A plane delay, a missed connection and a chance meeting on our 2017 trip led us to visit DomLai Mon – a group of women living in a very poor area on the outskirts of Phnom Penh. They are women and children living with HIV/AIDS that have become a tight knit community and formed a sewing cooperative to develop their sewing skills to support themselves and their families.
Joy Marshall, an Adelaide lady, was on the same flight as us in 2017, on her way to meet these inspiring ladies whom she has supported for a number of years.
Due to the stigma of HIV it is very difficult for the women to find secure and suitable work.

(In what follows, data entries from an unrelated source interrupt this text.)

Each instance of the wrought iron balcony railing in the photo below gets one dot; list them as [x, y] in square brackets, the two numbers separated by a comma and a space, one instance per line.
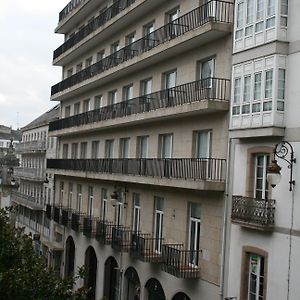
[49, 211]
[27, 200]
[145, 247]
[121, 238]
[89, 226]
[77, 221]
[69, 8]
[104, 231]
[30, 173]
[93, 25]
[180, 262]
[31, 146]
[253, 212]
[211, 169]
[214, 89]
[212, 11]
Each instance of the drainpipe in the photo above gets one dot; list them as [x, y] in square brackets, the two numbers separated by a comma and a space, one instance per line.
[225, 218]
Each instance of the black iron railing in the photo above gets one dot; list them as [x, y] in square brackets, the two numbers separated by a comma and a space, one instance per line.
[121, 238]
[56, 213]
[212, 11]
[49, 211]
[89, 226]
[93, 25]
[214, 89]
[212, 169]
[145, 247]
[104, 231]
[77, 221]
[70, 7]
[259, 212]
[180, 262]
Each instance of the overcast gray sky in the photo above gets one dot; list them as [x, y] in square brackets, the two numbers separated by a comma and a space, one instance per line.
[27, 42]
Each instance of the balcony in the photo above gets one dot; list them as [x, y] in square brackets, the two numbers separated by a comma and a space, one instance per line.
[253, 213]
[77, 221]
[179, 262]
[26, 200]
[211, 94]
[104, 232]
[197, 173]
[91, 27]
[66, 216]
[121, 238]
[214, 14]
[30, 173]
[56, 213]
[30, 147]
[89, 226]
[144, 247]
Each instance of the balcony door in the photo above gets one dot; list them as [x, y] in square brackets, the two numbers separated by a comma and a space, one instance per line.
[194, 233]
[158, 223]
[261, 186]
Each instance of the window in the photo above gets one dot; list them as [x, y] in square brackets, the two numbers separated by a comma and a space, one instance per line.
[115, 47]
[247, 88]
[74, 151]
[194, 233]
[86, 105]
[142, 146]
[109, 148]
[136, 212]
[203, 144]
[78, 198]
[130, 38]
[90, 201]
[65, 151]
[112, 97]
[67, 111]
[149, 38]
[100, 55]
[261, 187]
[257, 86]
[171, 20]
[98, 102]
[124, 147]
[70, 196]
[158, 222]
[170, 79]
[83, 150]
[281, 89]
[146, 86]
[165, 145]
[104, 204]
[61, 194]
[70, 72]
[239, 21]
[88, 61]
[95, 150]
[78, 67]
[77, 108]
[269, 84]
[128, 92]
[256, 277]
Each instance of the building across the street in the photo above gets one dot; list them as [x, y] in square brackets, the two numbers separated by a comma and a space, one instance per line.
[142, 145]
[35, 187]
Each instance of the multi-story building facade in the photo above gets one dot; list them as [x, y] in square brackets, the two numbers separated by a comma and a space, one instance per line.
[263, 261]
[142, 145]
[35, 186]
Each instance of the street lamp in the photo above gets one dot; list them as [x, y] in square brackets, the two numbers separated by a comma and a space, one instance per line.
[281, 150]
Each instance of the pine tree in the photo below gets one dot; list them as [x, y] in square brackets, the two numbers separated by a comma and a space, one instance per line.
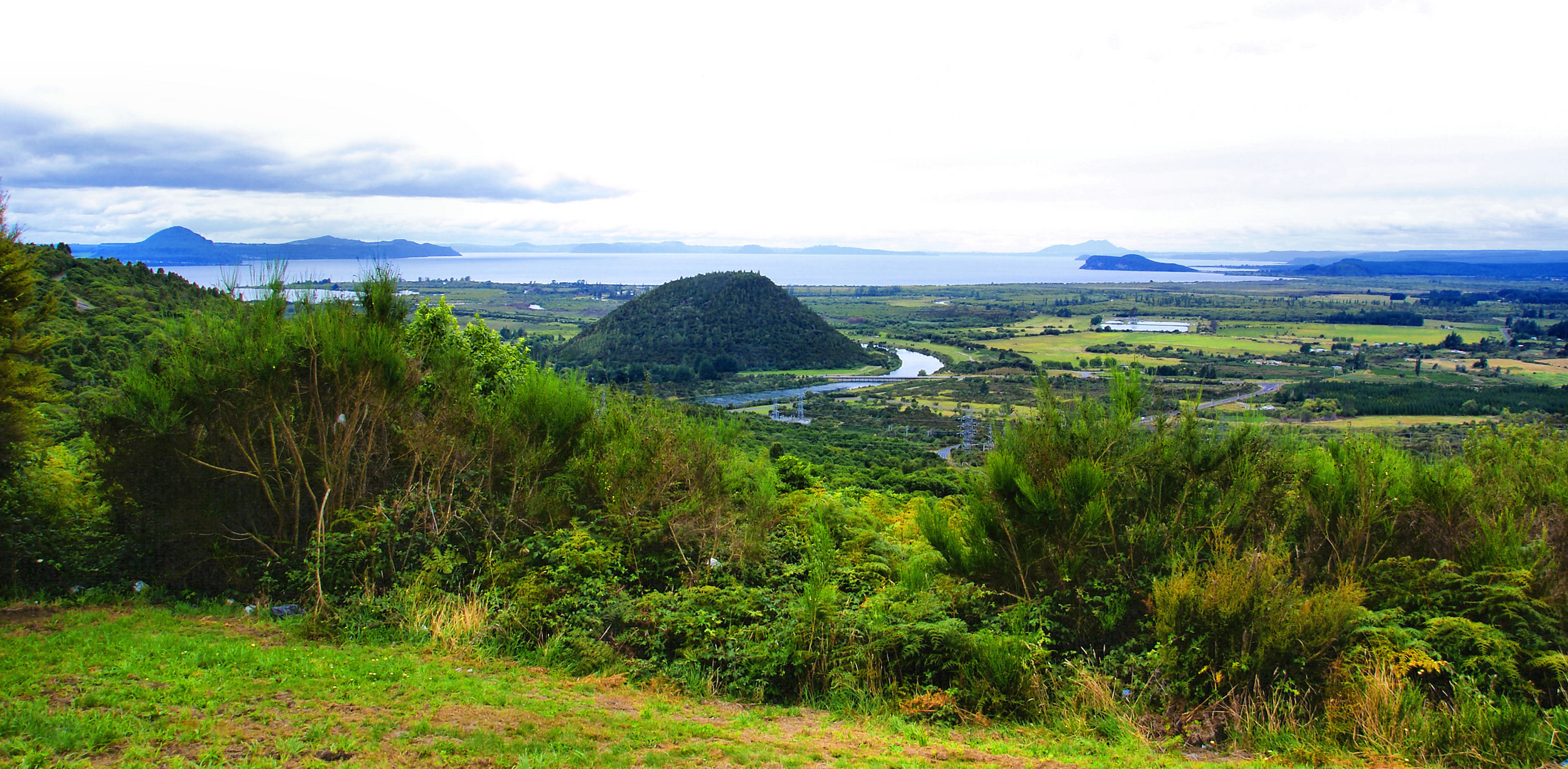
[24, 383]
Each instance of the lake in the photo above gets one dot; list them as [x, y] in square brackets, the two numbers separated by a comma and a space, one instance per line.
[783, 268]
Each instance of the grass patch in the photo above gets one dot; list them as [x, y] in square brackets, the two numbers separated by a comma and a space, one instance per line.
[151, 688]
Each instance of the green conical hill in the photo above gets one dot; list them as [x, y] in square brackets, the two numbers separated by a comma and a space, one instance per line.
[735, 314]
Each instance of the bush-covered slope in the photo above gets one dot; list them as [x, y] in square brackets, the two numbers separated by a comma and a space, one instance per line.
[737, 320]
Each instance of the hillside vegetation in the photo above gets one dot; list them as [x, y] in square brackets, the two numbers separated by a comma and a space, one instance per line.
[715, 324]
[418, 482]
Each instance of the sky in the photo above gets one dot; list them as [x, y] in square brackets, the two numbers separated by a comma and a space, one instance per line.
[1203, 126]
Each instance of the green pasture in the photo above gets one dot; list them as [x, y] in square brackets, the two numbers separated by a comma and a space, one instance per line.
[146, 688]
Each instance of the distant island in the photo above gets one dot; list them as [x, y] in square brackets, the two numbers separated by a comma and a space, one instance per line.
[676, 247]
[1132, 263]
[184, 247]
[714, 324]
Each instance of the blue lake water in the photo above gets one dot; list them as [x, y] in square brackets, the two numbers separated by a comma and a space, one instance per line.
[910, 365]
[783, 268]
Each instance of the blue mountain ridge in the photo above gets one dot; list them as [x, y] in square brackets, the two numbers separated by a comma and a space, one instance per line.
[184, 247]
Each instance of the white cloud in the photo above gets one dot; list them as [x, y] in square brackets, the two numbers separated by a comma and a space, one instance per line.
[1222, 125]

Previously the group was represented by an organization that passed on some orders to the women and marketed their products internationally. When That organization closed over 3 years ago, Joyful Fair Trade (Joy’s registered charity) has connected with the group and helped sell their products back in Adelaide at markets and to friends, raising further funds to support this enterprise. Joy’s aim has also been to further develop them to become an independent cooperative so that they can continue this work on their own.
Thearith Soun is the Group Leader and has excellent sewing skills and attention to detail that produces a really high quality product. She continues to train the other aides to develop similar skills.
Joy has helped them with ideas for the style and type of bags that would be saleable in the markets back in Adelaide.
Thearith’s daughter Jasmine is a pocket rocket, so full of enthusiasm and vision for the group’s future. She and her mother foster 2 other children who have lost their parents to HIV. She also has the benefit of fabulous English, and was so articulate in sharing with us her ideas. She herself is a jeweler, making beautiful pieces from the brass melted down from used beet shells. She is a canny business woman, selling her jewellery via social media in Phnom Penh. We all did some shopping while we were there!!!
We talked to them about what their greatest need was to continue and grow their sewing enterprise and they were very keen for another industrial sewing machine as at the moment they need to roster the time each woman gets to use the ones they have. So that’s what we did. Something ongoing and sustainable to help them help themselves.
DomLai Mon’s vision is to support members of their community affected with HIV. They believe every Cambodian family affected by the HIV/AIDS epidemic should be living in a family context and enjoying an acceptable standard of social, psychological and material care.
GOALS and OBJECTIVES
• This group of home workers and their children become self-sufficient and thrive within the community.
• Work towards creating a society in which people with HIV are valued and encouraged to fulfil her potential.
• Promote a cost-effective and family-first approach to the support and care of single women and orphans affected by HIV.
• Support orphans affected by HIV in a Khmer family-based, community context rather than the Orphanage system.
• Ensure all members of this community have greater opportunity to earn a decent, livable wage,
• Have access to training to further develop their skills and learn new skills.
• Be able to gain decent and long-term employment to support their families, providing food, shelter, healthcare, and send their children to school.